Insomma Wanchope pareggia e per i padroni di casa un brivido corre lungo la schiena. Vuoi vedere che questa squadra messa su tra le polemiche da Juergen Klismann è persino più scarsa di quella che riuscì, incredibilmente, ad arrivare in finale 4 anni fa? E mentre le telecamere si soffermano sui volti un po' contratti del CT tedesco e della sua star infortunata, per il momento in panchina, Michael Ballack, la difesa del Costarica si raccoglie in altre occupazioni più interessanti e la Germania può tornare in vantaggio con il centravanti Miroslav Klose. E quando lo stesso centravanti segna ancora al quarto d'ora del secondo tempo, di nuovo la partita riappare chiusa.

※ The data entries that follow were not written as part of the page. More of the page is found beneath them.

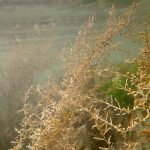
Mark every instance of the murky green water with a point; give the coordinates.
(39, 25)
(33, 27)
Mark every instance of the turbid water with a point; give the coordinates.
(36, 24)
(28, 27)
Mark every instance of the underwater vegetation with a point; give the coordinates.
(91, 108)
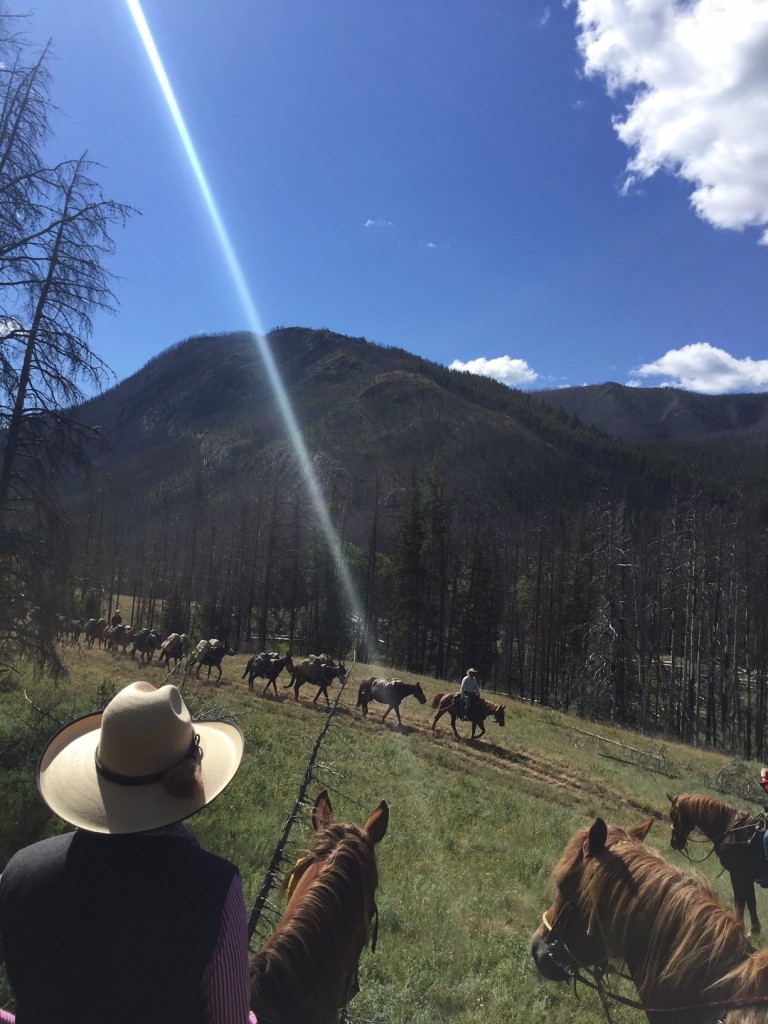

Siamo al 61', che si farà nelle prossima mezzora visto che il Costarica non riesce a superare la metà campo e la Germania non appare così prolifica? Non essendoci sugli spalti le tifose brasiliane a distrarre la regia e gli operatori della tv, sembra proprio che nuovamente la noia possa prevalere. Ma no. Quest'anno la partita di apertura dev'essere bella, spettacolare e avvincente. Anche per far esaltare il telecronista di Sky, Fabio Caressa, che è capace di entusiasmarsi persino nelle cronache "rifatte" di vecchie partite di trenta o quarant'anni fa (a tal proposito una digressione: sicuramente per una questione di diritti Sky ha acquistato le vecchie partite dei mondiali con suoni e immagini ma senza la telecronaca originale RAI dell'epoca. Quindi sono stati obbligati a ricreare delle telecronache e hanno scelto di "mimare" la diretta. E' una operazione quasi "cinematografica", con i telecronisti che si trasformano, quasi, in "doppiatori". Ma mentre quasi tutti cercano di raccontare la partita, certo come se la vedessero in quel momento, ma con un profilo "basso", il mitico Caressa si esalta e trasforma le partite di un tempo in autentiche bolgie umane, dove la voce prevale sull'immagine creando uno shock "paratestuale" incredibile, dove il tempo si perde, la nostra memoria si confonde e, per un attimo, ci conduce in un magnifico "viaggio nel tempo" della storia, con Caressa che diviene il Marty Mc Fly dei mondiali che ci porta nel 1974, dove vediamo con i suoi occhi "in diretta" i brasiliani che sono cattivissimi e prendono a calci e pugni gli olandesi. E' un flash, un elemento di follia narrativa, vero calcio televisivo postmoderno, di cui Caressa è il magnifico cantore....).
Alla fine la storia della partita prevede che la Germania regali un secondo gol a Wanchope, per ridare fiato alle speranze dei centroamericani. Ma soprattutto per dare la possibilità a Torsten Frings, teutonico centrocampista del Werder Brema, di lanciare una folgore nella direzione della porta del povero Alvaro Mesen. E' il gol più bello della giornata, sarebbe mai arrivato senza la "sceneggiatura perfetta" di Kaiser Franz?
In serata l'Ecuador ha liquidato con un facile due a zero una Polonia che, dopo il gol subito direttamente dal portiere avversario nell'ultima amichevole disputata con la Colombia, sembra non essersi più ripresa.